My work at the National Drought Mitigation Center, part of the University of Nebraska-Lincoln, included writing a computer program that clusters roughly 4000 drought stations in the continental United States for use in an upcoming update to their Drought Risk Atlas. The main data one wants to use for this is precipitation, latitude, and longitude, although also using temperature and elevation can be useful, and one can also use drought indices such as SPI, SPEI, and PDSI. In fact, one feature of the program is that it can use oscillatory data for each station based on oceanic and atmospheric indices such as Niño-indices ONI, SOI, and MEI to help cluster the stations.

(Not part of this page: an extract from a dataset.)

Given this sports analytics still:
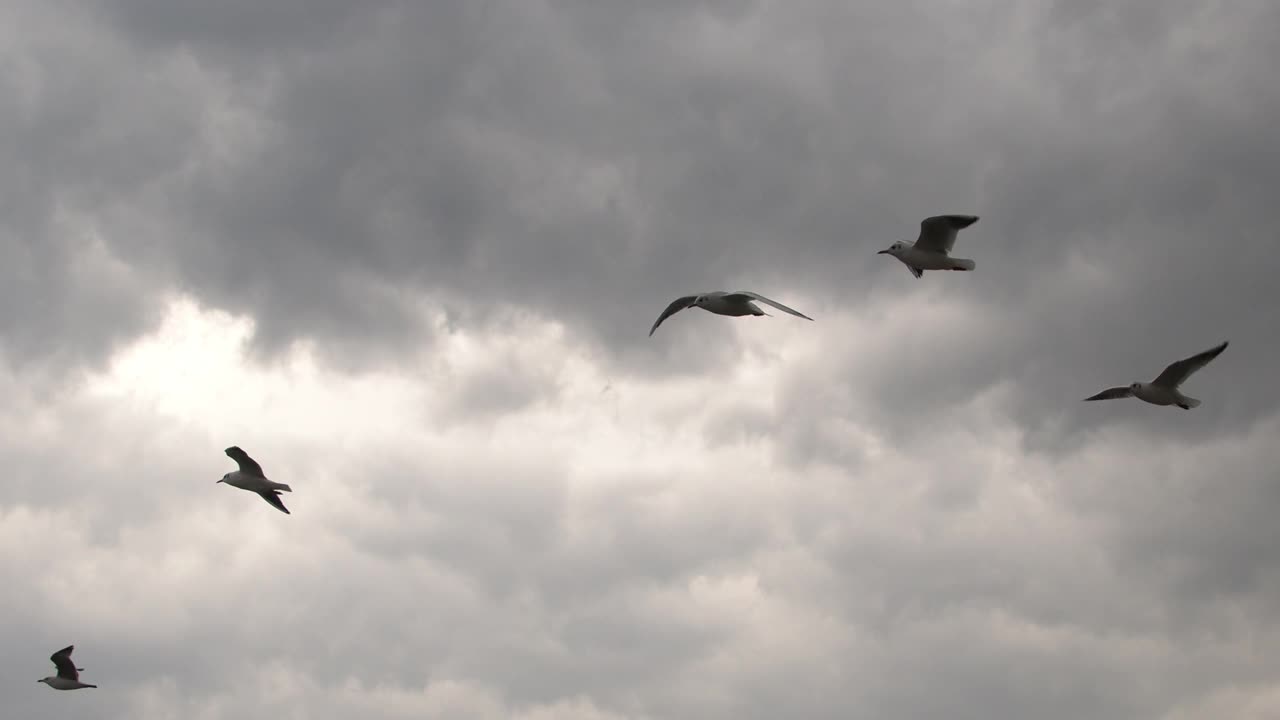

The main motivation for the program, besides using many different features such as drought indices and oceanic/atmospheric information, is that modern data analysis techniques and computer speed allow for the computer program to automate many of the subjective decisions involved in clustering that were handled manually before by experts (see [G], [HW]), such as moving discordant stations and using topological techniques to deal with disconnected or highly spread-out clusters. It also uses updated methods for checking the homogeneity of a cluster, using conclusions of a comparative study of homogeneity tests [VLC]. Finally, since some of these operations are sensitive to initial conditions, creating different sets of clusters even after using the same parameters, the program creates a final set of clusters based on a probabilistic perspective: two stations should be in the same cluster only if the clustering program puts them together, say, 80% of the time (a user-defined percentage).
- [G] Nathaniel B. Guttman, "The use of L-moments in the determination of regional precipitation climates", J. Clim. 6 (1993) 2309-2325.
- [HW] Jonathan R. M. Hosking and James R. Wallis, Regional Frequency Analysis: An Approach Based on L-Moments, Cambridge University Press, 1997.
- [VLC] A. Viglione, F. Laio, and P. Claps, "A comparison of homogeneity tests for regional frequency analysis", Water Resour. Res. 43 (2007) W03428.